Her son became seriously ill, and then the director of the Sports Council really saw how little attention is paid to exercise

They watch football together. Mariëtte van der Voet, her sons Pim and Sam, daughter Eva and ex-husband Geert-Jan. It is May 15, 2019, the last day of the Eredivisie that year. They are in Pim’s room, his couch is turned towards the television. More than a year earlier, Pim was diagnosed with leukemia. Treatments have not worked. He has continued to deteriorate. He can no longer walk, his vision is bad, he has decided to end his life. Still, he still wants to watch football with his family. Seeing that Ajax becomes champion, and ADO Den Haag – the club from his city – beat Willem II 6-2.

“Through what we went through together, I realize that sport can be so important for people. And how strange it is that sport and exercise are so often not given a leading role in our society,” says Van der Voet, who retired this month as secretary-director of the Dutch Sports Council, an important advisor to the cabinet.

After the death of Pim, Van der Voet wrote a moving book about her son’s disease process. super brother, after the nickname Pim’s sister gave him during the illness. It’s about the diagnosis (“I want to stay the night. I don’t know how Pim will react if the awareness is there”), the physical and mental consequences of the heavy treatments (“He is in survival mode. There is no real contact possible. When he talks to you, his voice comes from afar”), the bond between mother and son (“I shave Pim’s last hair with the clippers and my son bows his head in despair”) and does not hide anything, until the half drunk glass of chocolate milk that remains in Pim’s bedroom after being euthanized on May 16, 2019.

22 kilos lost

The book also makes clear how important sport was to Pim. He often went to the gym with friends, he liked his broad shoulders and big chest. These disappeared fairly quickly after his treatment began, but his fitness also helped him to endure intense chemotherapy and a stem cell transplant. He even went to the gym between chemotherapy. He was the only one allowed by the staff to wear a cap to hide his bald head. Sport helped him to control his impulsive nature and tantrums when they got him into trouble, especially during puberty.

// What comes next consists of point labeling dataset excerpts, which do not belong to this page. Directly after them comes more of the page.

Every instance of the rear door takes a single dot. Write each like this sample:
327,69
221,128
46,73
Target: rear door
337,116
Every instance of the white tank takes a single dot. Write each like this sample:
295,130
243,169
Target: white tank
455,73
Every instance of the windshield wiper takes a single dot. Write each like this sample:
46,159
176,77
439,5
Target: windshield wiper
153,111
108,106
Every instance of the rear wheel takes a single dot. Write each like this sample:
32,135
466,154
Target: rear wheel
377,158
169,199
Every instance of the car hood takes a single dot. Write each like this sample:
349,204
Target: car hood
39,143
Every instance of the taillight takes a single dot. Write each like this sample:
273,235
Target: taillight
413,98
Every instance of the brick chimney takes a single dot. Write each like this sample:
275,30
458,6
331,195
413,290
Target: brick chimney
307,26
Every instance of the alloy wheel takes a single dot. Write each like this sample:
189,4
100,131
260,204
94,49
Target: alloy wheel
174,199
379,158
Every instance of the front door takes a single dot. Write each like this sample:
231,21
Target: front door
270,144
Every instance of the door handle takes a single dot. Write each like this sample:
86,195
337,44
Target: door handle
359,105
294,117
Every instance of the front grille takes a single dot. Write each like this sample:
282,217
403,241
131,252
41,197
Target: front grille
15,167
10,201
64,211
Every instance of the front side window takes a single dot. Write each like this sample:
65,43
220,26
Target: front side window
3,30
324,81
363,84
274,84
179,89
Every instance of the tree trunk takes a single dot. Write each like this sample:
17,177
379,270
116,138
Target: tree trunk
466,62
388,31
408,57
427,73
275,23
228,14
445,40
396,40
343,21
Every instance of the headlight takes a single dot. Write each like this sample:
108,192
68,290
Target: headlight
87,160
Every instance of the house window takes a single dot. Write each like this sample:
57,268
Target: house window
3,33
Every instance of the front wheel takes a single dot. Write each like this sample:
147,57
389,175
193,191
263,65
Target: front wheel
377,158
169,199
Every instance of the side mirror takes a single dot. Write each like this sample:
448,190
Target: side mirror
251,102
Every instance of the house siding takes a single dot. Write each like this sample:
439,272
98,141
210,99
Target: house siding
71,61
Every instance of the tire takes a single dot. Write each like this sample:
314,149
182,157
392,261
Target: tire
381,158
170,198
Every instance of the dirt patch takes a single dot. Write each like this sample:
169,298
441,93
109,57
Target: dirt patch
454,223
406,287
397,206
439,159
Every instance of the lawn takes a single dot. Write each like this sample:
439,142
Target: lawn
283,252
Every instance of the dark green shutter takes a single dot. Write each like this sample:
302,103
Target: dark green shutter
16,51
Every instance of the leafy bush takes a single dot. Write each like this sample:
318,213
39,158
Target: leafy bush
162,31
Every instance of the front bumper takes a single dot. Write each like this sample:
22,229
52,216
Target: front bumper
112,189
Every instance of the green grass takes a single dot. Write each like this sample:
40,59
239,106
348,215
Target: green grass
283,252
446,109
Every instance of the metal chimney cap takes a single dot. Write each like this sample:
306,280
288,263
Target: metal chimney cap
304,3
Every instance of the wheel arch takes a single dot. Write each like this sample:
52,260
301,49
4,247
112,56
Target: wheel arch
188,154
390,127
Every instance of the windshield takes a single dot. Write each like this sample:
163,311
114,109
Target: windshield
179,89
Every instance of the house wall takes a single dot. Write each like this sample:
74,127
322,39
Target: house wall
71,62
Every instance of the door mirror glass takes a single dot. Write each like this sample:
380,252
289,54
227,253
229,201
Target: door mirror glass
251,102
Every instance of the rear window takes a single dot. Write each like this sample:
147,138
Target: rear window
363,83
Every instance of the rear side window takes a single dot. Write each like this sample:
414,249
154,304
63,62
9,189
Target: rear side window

Exercise could also have helped him during his illness, but the hospital turned out not to be open to it. While Pim wanted to exercise, there were actually no options for that. He lost 22 pounds in one week and all the muscle mass he carefully built over the years. Even daily exercise was banned from his life by the doctors. In the hospital the thought seemed: you is here, nothing more.

When Mariëtte van der Voet went for a walk with her son, she even got a scolding from the staff. It was thanks to the kindness of one physiotherapist that Pim was sometimes allowed to exercise in a room with some fitness equipment that were used for physiotherapy. A creative solution in fact, because the physiotherapist kept an eye on him while she was treating other patients (who were reimbursed by the health insurance).

This discussion does not play a leading role in her book, but when Van der Voet was asked to give a talk to healthcare administrators some time after Pim’s death, she wanted to be able to tell more about it. She had many questions. Was this the case in every hospital? Were other hospitals aware of the importance of exercise?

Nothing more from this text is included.